In CPO testing, however, there is no DSP. The entire electrical-to-optical conversion process is moved upstream to the PIC, where testing is usually done at the wafer level. This allows all PICs produced from a wafer to be tested in the same batch, a process similar to semiconductor testing. Another benefit of wafer-level testing is that issues can be identified earlier before the PICs are bonded to other higher-value chips and systems, at which point the cost of a failed module would be much higher.
Part 2.3 Coupling
In CPO, there are two types of coupling: edge coupling (EC) and grating coupling (GC). GC is easier and faster to test, but the roadmap itself presents higher insertion loss.
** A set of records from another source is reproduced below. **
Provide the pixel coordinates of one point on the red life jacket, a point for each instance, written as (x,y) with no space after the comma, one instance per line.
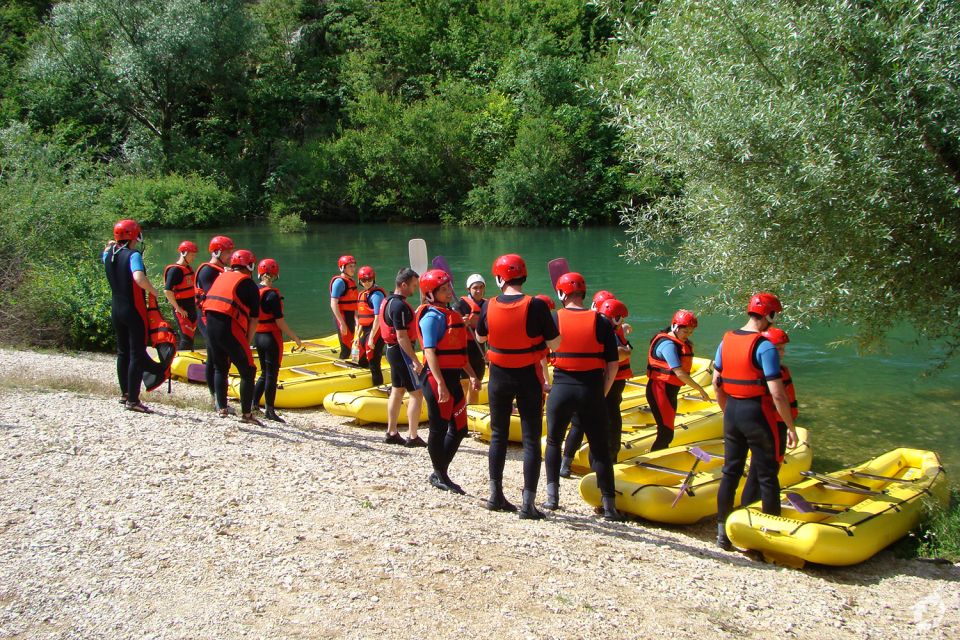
(452,347)
(184,290)
(348,301)
(624,371)
(200,293)
(387,331)
(223,298)
(365,312)
(579,348)
(507,339)
(658,369)
(741,377)
(475,310)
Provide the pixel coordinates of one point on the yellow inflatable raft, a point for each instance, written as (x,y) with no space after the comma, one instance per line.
(648,486)
(847,516)
(370,405)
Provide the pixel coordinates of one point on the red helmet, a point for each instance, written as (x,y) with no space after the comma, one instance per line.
(684,318)
(433,280)
(126,230)
(187,247)
(268,266)
(776,335)
(221,244)
(613,309)
(600,297)
(510,266)
(243,258)
(764,304)
(571,282)
(547,299)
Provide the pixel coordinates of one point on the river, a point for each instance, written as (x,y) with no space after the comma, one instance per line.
(855,406)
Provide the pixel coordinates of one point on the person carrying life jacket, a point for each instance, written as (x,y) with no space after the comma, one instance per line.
(614,311)
(232,309)
(343,303)
(669,361)
(180,292)
(371,344)
(779,338)
(128,309)
(220,249)
(518,330)
(397,326)
(747,368)
(470,307)
(271,327)
(443,335)
(585,367)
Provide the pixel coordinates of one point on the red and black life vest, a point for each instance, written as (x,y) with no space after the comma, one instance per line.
(184,290)
(741,377)
(365,314)
(452,347)
(347,301)
(387,331)
(579,348)
(507,339)
(658,369)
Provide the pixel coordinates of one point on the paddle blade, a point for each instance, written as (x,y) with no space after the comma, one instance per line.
(556,268)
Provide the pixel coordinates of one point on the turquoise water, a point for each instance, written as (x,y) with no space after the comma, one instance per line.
(855,406)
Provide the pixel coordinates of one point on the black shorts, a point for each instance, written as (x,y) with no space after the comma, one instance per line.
(401,373)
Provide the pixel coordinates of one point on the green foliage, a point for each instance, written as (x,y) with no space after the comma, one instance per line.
(820,151)
(171,201)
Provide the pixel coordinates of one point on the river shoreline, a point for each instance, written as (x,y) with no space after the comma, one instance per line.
(180,524)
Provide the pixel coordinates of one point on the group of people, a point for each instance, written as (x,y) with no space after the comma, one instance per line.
(512,333)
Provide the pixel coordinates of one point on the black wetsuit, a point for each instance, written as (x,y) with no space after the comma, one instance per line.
(128,311)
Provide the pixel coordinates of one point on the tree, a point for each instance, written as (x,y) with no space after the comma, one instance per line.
(819,151)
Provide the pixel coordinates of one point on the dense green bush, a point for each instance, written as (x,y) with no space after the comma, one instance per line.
(172,201)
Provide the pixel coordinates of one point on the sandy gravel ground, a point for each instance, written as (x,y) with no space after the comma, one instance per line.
(183,525)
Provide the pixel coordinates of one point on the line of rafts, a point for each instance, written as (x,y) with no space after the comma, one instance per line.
(838,518)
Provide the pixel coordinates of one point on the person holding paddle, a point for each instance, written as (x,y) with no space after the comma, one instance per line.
(518,330)
(669,362)
(747,368)
(584,371)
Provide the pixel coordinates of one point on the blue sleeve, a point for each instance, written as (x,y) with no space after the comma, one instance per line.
(136,262)
(375,300)
(667,350)
(769,360)
(432,327)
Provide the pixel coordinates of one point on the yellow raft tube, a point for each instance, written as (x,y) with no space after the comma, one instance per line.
(845,517)
(648,486)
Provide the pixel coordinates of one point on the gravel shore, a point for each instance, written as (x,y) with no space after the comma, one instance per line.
(183,525)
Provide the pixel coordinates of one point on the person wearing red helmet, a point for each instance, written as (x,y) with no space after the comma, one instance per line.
(669,361)
(747,368)
(585,366)
(443,336)
(751,488)
(518,330)
(271,326)
(615,312)
(343,303)
(397,324)
(220,247)
(128,309)
(232,310)
(368,317)
(181,294)
(470,307)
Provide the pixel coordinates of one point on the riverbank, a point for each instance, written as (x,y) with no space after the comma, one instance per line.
(180,524)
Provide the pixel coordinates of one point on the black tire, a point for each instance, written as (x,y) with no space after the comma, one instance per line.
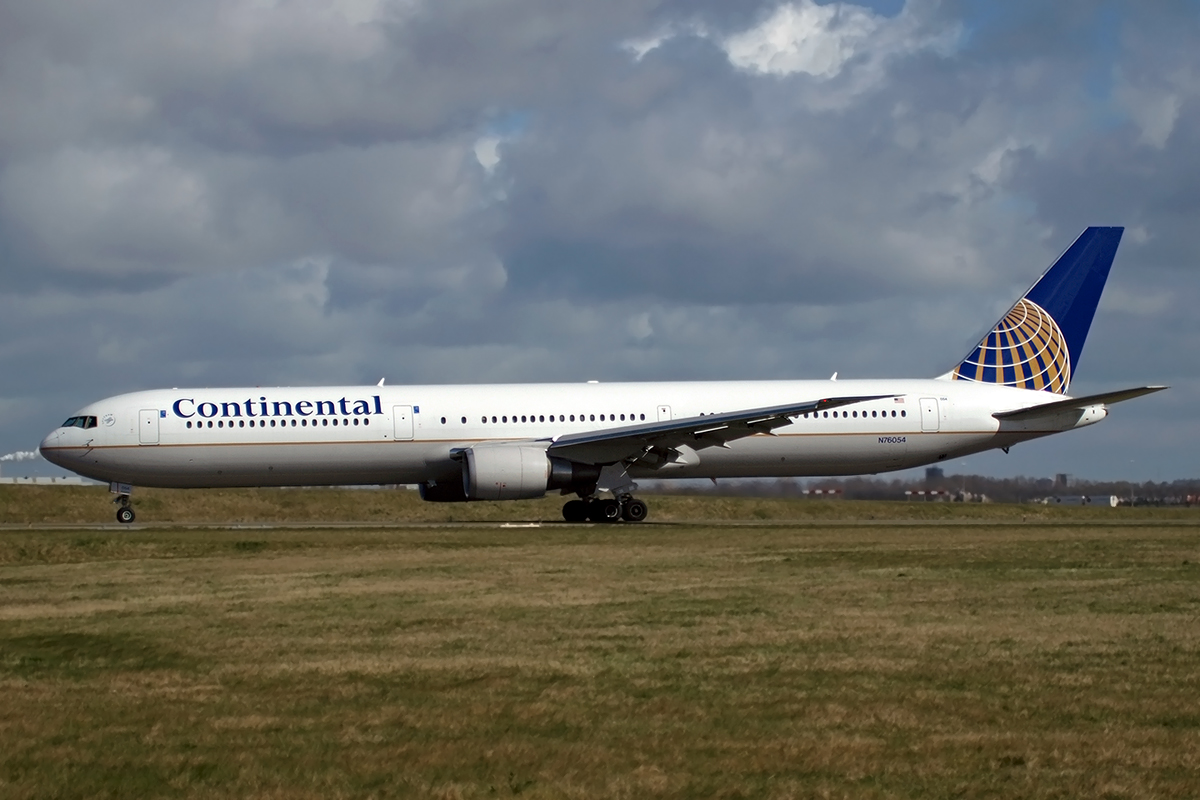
(604,511)
(634,511)
(575,511)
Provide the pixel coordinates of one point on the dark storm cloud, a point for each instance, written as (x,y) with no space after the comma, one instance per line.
(256,192)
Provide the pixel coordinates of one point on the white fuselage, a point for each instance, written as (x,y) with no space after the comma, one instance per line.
(408,434)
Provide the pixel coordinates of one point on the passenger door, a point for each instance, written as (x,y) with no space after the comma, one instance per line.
(929,415)
(402,422)
(148,426)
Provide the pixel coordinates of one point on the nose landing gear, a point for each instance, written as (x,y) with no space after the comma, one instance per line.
(625,507)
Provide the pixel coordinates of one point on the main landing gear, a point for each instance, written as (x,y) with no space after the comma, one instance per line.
(625,506)
(125,513)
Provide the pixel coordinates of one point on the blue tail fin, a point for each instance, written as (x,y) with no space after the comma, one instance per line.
(1037,343)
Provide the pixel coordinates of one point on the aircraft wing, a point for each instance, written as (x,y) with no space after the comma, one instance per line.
(1075,403)
(658,444)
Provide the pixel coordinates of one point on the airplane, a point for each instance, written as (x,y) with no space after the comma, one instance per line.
(594,440)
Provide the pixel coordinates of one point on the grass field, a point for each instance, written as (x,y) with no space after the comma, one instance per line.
(1002,651)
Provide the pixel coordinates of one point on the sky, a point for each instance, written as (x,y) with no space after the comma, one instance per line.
(321,192)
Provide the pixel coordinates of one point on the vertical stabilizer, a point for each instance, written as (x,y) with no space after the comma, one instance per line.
(1038,342)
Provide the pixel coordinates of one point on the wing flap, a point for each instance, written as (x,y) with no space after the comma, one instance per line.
(657,444)
(1075,403)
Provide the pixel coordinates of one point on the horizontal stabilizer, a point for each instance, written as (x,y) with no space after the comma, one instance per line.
(1057,407)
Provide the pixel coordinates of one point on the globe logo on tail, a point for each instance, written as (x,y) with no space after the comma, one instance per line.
(1026,350)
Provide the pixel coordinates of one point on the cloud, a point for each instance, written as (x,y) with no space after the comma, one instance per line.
(301,192)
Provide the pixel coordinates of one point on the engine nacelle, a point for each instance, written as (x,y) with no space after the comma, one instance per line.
(443,492)
(520,473)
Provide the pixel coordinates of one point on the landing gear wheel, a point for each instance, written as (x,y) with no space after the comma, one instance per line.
(634,510)
(575,511)
(604,511)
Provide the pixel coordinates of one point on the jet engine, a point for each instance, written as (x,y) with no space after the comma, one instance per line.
(521,471)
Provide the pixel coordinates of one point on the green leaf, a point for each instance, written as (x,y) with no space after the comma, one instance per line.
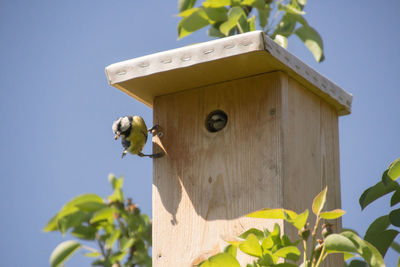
(62,252)
(216,14)
(365,250)
(302,2)
(348,256)
(217,3)
(258,233)
(394,170)
(291,9)
(114,236)
(395,246)
(104,214)
(319,202)
(333,214)
(378,236)
(231,250)
(395,198)
(84,232)
(252,23)
(358,263)
(290,252)
(394,217)
(376,227)
(251,246)
(125,243)
(285,27)
(91,206)
(195,21)
(185,4)
(221,259)
(267,260)
(298,221)
(83,199)
(254,3)
(272,214)
(93,254)
(267,243)
(377,191)
(234,14)
(312,41)
(118,256)
(285,264)
(276,234)
(336,243)
(117,196)
(72,220)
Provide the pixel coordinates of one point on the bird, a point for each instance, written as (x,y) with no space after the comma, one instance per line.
(133,133)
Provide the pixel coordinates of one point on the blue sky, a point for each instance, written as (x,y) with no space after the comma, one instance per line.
(56,107)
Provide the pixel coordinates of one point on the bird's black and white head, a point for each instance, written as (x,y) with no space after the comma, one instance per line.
(122,126)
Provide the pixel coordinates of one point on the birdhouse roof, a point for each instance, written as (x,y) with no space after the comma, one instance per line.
(216,61)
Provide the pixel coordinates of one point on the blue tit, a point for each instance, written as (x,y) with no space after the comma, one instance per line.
(133,133)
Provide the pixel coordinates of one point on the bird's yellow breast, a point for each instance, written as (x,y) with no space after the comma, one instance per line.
(137,136)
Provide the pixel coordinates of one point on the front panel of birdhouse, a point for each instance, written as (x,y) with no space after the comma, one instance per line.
(278,149)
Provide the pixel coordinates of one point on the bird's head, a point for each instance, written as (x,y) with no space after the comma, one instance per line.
(122,126)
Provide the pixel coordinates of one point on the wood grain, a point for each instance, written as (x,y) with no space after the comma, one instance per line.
(275,151)
(310,153)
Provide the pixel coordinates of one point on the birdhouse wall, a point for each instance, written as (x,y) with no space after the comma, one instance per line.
(279,149)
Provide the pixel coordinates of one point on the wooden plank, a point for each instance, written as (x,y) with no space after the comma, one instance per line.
(208,181)
(310,153)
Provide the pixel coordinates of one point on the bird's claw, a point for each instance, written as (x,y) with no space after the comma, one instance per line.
(156,130)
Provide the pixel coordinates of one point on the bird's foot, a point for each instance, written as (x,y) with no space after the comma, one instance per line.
(153,156)
(156,130)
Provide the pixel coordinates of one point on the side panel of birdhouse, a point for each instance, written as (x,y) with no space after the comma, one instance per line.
(310,153)
(207,181)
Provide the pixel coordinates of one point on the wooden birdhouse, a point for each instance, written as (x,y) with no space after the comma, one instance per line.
(246,125)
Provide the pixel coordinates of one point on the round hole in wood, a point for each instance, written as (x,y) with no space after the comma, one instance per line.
(216,121)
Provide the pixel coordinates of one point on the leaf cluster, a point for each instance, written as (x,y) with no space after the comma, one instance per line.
(116,225)
(279,19)
(271,248)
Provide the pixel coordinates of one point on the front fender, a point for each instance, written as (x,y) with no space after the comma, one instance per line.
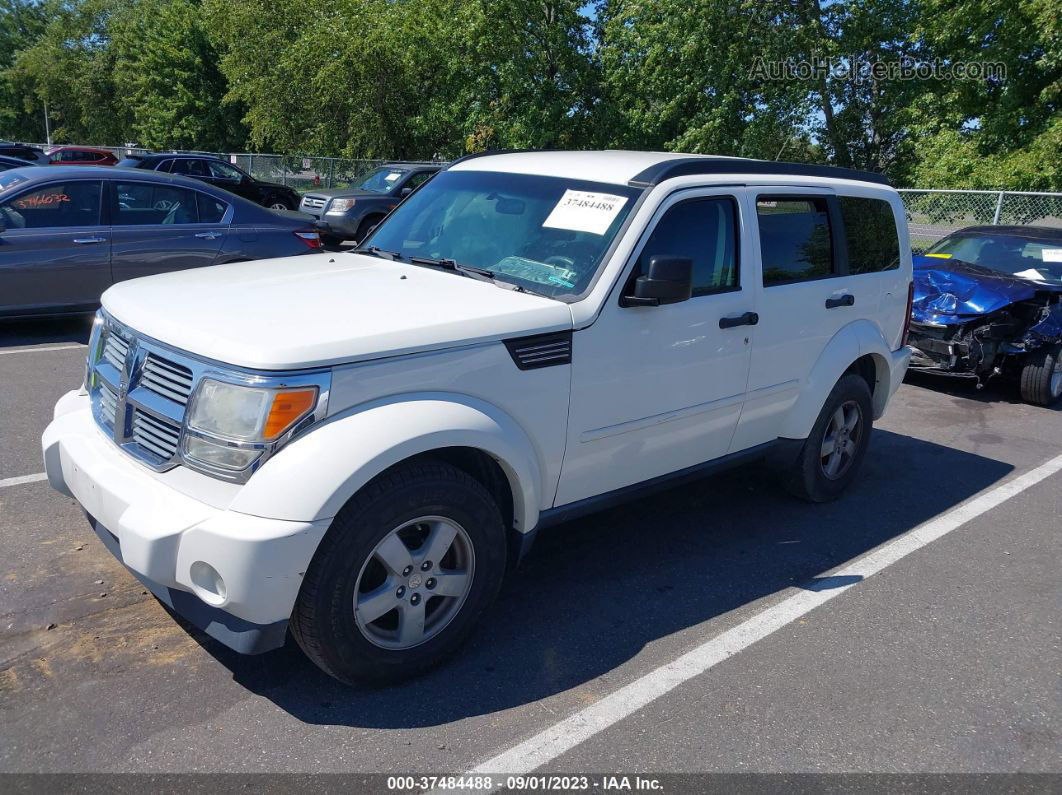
(317,473)
(859,338)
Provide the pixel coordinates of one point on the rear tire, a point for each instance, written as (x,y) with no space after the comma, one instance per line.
(1041,380)
(372,586)
(831,456)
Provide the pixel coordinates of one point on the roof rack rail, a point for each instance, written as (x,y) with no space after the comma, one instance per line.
(689,166)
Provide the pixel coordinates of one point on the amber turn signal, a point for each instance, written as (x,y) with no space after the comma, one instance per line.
(289,407)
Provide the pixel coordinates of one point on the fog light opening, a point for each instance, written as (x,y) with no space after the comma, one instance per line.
(206,580)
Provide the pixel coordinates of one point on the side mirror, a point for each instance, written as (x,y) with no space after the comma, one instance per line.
(669,280)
Therefore, higher-end applications that are peculiar to loss tend to use EC.
However, EC testing is more challenging. The probes need to be positioned within maximum 5-10um from the chip without touching it, and usually only one probe is used at a time (thus less efficient). Companies such as ficonTEC can command a very high premium for their coupling machines because they are among the most advanced in EC testing.
Part 2.4 Testing time
The most time-consuming part of CPO testing is optical testing. EIC testing usually takes 5-8 seconds per chip, and RF testing takes around 10 seconds. In contrast, optical testing can take over 1 minute per channel/ lane, including the coupling process that aligns the optical probes accurately with PICs. Thus, testing just one 3.2T optical engine with 16 Tx and 16 Rx channels can take almost half an hour.
One approach the industry has been considering to reduce optical testing time is arrayed testing, which allows multiple channels to be tested at the same time. However, this technology has so far been extremely difficult to implement because it requires highly consistent alignment/ coupling across all channels.
Overall, testing a typical wafer can take about over 10 hours, meaning only two wafers can be tested per day. Testing is clearly a bottleneck in CPO production.
Part 2.5 CPO testing solutions
Currently, there are two major CPO testing solutions in the market. One is a double-sided OE wafer testing machine jointly developed by ficonTEC and Teradyne ($TER). The machine tests electrical signals on the front (upper) side of the wafer and optical signals on the back (under) side simultaneously. It combines ficonTEC’s expertise in optical coupling and testing with Teradyne’s electrical testing expertise.